We buy the cheapest server that meets our needs, and buy it in somewhat larger quantities (often double what was originally envisioned for less than was originally budgeted). Much more efficient.
But it does mean no IPMI. However I built a small circuit that sits on a power cable that can interrupt said power cable with a relais that sits on a bus plugged into our server, so we can do the reboot thing.

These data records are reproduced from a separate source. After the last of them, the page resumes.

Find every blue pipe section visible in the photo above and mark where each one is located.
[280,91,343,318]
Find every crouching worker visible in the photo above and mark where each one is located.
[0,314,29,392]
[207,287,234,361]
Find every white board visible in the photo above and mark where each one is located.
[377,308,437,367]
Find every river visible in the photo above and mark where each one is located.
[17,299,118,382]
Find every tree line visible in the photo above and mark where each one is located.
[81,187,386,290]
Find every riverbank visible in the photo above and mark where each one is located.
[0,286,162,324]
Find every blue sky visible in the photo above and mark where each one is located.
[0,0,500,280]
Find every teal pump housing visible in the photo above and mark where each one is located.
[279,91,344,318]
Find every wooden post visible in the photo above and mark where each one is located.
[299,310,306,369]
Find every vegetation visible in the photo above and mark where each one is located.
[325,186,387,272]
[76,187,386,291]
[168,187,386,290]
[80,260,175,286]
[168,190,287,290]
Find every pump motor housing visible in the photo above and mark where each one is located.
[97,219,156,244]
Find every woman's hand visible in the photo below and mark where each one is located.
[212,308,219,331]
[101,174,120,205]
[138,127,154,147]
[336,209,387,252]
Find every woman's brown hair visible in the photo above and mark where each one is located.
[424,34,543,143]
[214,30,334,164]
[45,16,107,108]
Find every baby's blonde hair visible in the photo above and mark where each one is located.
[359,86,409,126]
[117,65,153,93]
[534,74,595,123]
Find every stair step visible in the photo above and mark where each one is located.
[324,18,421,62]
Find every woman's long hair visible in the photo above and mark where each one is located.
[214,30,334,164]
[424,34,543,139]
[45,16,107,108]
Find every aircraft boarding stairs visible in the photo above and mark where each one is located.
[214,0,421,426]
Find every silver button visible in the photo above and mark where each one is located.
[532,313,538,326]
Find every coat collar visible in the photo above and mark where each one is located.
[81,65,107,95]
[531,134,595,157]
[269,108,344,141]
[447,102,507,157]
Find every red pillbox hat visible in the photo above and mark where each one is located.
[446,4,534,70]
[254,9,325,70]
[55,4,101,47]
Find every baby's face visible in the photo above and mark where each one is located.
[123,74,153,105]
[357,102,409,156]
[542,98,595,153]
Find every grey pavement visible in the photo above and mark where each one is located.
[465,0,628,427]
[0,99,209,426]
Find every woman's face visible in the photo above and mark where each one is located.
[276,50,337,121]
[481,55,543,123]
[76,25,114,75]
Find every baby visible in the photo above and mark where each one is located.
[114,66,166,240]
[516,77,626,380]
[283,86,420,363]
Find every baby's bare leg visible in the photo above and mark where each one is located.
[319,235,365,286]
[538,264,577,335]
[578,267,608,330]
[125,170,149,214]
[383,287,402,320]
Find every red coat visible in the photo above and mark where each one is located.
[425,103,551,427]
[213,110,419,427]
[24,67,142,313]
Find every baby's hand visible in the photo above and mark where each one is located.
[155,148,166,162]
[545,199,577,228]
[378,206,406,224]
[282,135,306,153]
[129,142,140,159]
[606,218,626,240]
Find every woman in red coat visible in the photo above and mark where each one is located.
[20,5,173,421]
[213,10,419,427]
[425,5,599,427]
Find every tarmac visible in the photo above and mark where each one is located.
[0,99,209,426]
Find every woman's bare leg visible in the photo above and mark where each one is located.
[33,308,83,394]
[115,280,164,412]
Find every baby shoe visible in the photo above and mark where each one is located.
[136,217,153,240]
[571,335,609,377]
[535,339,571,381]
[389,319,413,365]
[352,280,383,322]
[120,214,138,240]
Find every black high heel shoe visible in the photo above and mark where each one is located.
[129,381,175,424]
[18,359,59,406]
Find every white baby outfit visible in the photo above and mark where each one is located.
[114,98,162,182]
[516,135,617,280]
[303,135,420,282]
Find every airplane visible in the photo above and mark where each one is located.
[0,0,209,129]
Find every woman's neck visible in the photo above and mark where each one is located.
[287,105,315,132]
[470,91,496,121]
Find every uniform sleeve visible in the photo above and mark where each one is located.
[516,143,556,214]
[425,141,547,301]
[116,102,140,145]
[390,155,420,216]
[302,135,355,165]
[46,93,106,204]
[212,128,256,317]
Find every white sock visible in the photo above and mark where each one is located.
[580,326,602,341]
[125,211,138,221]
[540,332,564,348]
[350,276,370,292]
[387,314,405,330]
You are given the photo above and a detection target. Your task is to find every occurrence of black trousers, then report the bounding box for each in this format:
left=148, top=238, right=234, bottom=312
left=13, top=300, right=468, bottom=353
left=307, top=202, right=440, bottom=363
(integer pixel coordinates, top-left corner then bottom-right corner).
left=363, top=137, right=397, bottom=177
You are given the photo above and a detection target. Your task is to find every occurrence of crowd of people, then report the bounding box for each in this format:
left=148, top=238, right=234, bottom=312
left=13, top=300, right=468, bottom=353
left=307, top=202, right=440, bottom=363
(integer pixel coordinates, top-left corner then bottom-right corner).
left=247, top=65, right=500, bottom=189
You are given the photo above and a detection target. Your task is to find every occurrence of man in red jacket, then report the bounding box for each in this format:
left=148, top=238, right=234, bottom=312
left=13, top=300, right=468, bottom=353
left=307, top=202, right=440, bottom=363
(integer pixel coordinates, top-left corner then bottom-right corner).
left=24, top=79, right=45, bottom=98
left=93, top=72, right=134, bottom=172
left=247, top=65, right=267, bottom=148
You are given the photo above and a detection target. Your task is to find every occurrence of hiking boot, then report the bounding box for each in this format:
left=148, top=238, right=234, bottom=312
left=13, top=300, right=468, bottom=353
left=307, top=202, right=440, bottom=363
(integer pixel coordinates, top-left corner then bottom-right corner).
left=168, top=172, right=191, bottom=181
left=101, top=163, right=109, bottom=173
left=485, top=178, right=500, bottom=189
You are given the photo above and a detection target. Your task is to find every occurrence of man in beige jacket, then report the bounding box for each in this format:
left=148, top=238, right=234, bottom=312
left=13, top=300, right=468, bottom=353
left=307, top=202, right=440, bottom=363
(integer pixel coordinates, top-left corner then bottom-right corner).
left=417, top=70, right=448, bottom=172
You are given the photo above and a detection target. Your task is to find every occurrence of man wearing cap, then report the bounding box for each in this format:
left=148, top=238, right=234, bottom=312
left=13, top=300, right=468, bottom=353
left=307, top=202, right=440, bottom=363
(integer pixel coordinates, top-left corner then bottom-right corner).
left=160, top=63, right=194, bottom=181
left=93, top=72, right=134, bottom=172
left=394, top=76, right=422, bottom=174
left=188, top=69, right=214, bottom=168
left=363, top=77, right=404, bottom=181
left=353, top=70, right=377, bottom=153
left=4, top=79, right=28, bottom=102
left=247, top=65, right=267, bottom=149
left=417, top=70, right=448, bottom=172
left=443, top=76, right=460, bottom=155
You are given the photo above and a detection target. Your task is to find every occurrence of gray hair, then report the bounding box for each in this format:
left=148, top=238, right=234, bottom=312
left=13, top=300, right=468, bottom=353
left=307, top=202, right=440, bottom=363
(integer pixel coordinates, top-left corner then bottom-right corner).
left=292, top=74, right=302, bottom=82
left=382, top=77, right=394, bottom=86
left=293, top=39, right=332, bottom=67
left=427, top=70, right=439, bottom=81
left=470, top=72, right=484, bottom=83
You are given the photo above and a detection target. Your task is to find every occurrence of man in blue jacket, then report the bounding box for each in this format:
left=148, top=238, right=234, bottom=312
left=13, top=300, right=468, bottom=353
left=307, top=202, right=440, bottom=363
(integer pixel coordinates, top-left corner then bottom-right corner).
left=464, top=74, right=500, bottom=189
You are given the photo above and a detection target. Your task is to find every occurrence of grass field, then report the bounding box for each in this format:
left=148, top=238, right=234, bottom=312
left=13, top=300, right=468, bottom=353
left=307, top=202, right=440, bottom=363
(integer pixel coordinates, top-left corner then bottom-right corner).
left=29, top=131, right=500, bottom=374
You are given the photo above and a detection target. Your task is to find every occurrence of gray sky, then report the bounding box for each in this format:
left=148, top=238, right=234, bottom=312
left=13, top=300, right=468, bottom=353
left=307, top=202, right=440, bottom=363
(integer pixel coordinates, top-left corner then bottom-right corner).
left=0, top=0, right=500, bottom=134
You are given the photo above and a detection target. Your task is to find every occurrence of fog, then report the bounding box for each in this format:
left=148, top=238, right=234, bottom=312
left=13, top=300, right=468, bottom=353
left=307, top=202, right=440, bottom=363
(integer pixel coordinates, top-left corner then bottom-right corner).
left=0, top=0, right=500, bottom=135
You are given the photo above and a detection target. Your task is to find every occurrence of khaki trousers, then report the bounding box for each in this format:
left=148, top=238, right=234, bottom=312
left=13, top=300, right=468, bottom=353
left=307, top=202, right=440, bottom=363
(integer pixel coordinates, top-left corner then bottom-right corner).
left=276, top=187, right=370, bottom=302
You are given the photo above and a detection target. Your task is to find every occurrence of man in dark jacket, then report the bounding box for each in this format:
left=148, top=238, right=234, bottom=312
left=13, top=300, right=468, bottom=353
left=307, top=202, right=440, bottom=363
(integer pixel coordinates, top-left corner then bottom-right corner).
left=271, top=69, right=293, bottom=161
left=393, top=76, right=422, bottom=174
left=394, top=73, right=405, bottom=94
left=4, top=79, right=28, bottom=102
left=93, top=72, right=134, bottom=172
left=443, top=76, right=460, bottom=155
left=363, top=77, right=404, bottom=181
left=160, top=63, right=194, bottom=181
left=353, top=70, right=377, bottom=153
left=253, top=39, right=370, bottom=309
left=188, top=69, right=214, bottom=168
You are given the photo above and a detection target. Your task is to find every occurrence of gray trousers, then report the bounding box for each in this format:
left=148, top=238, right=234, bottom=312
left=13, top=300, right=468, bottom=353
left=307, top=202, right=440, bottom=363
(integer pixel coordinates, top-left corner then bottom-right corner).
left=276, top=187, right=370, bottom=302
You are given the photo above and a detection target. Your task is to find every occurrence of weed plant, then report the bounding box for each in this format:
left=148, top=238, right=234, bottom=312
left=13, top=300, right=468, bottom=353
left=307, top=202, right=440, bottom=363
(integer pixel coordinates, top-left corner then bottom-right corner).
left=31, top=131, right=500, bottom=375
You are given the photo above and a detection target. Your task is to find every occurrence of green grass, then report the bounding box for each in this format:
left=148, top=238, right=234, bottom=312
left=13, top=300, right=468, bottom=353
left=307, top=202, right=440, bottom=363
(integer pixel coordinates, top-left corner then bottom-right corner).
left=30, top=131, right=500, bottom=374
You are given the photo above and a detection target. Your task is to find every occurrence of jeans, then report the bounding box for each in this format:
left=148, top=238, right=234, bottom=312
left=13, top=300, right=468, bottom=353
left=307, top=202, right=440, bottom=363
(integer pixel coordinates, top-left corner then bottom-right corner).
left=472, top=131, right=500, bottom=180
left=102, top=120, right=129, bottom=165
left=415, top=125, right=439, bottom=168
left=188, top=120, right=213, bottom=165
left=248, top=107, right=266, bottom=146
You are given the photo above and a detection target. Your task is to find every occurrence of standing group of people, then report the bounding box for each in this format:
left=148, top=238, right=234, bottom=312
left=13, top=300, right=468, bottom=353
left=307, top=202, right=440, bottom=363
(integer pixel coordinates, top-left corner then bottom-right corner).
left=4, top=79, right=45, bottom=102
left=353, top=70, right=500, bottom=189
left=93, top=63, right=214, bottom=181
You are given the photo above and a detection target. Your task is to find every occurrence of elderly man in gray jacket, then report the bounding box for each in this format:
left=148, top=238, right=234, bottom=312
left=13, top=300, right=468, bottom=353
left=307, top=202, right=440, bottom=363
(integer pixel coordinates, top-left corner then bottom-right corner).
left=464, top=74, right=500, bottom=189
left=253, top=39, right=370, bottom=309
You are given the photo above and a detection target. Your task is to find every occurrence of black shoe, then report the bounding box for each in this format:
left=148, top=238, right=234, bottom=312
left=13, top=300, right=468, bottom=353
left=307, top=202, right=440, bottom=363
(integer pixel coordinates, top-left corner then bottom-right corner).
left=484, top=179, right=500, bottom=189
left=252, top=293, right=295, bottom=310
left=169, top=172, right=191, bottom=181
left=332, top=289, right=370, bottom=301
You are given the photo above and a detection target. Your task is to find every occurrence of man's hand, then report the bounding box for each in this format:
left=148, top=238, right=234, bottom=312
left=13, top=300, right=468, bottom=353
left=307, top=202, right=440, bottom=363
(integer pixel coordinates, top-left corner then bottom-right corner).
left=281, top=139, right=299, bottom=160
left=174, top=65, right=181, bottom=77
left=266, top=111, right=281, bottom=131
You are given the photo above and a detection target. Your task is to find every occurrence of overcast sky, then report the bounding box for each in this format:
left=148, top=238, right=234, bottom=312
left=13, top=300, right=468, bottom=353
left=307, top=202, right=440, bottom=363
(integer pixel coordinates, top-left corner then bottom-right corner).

I've been meaning to redo that power cable circuit using wifi as the linking technology, now that we have esp8266 available.
GitHub's physical infrastructure team doesn't dictate what technologies our engineers can run on our hardware. We are interested in providing reliable server resources in a easily consumable manner. If someone wants to provision hardware to run docker containers or similar, that's great!
We may eventually offer higher order infrastructure or platform services internally, but it's not our current focus.
I built something similar for a managed hosting provider ~10 years ago. That doesn't make it any less useful now, and this does a ton more than our tool did, far more elegantly.
At some point someone needs to manage the actual hardware, whether that's you, or a middleman, and when you're handling hundreds or even thousands of devices its just not practical without automation.
That's pretty funny yet sounds a lot familiar to many of us as every now and then we all do these sort of nasty hacks.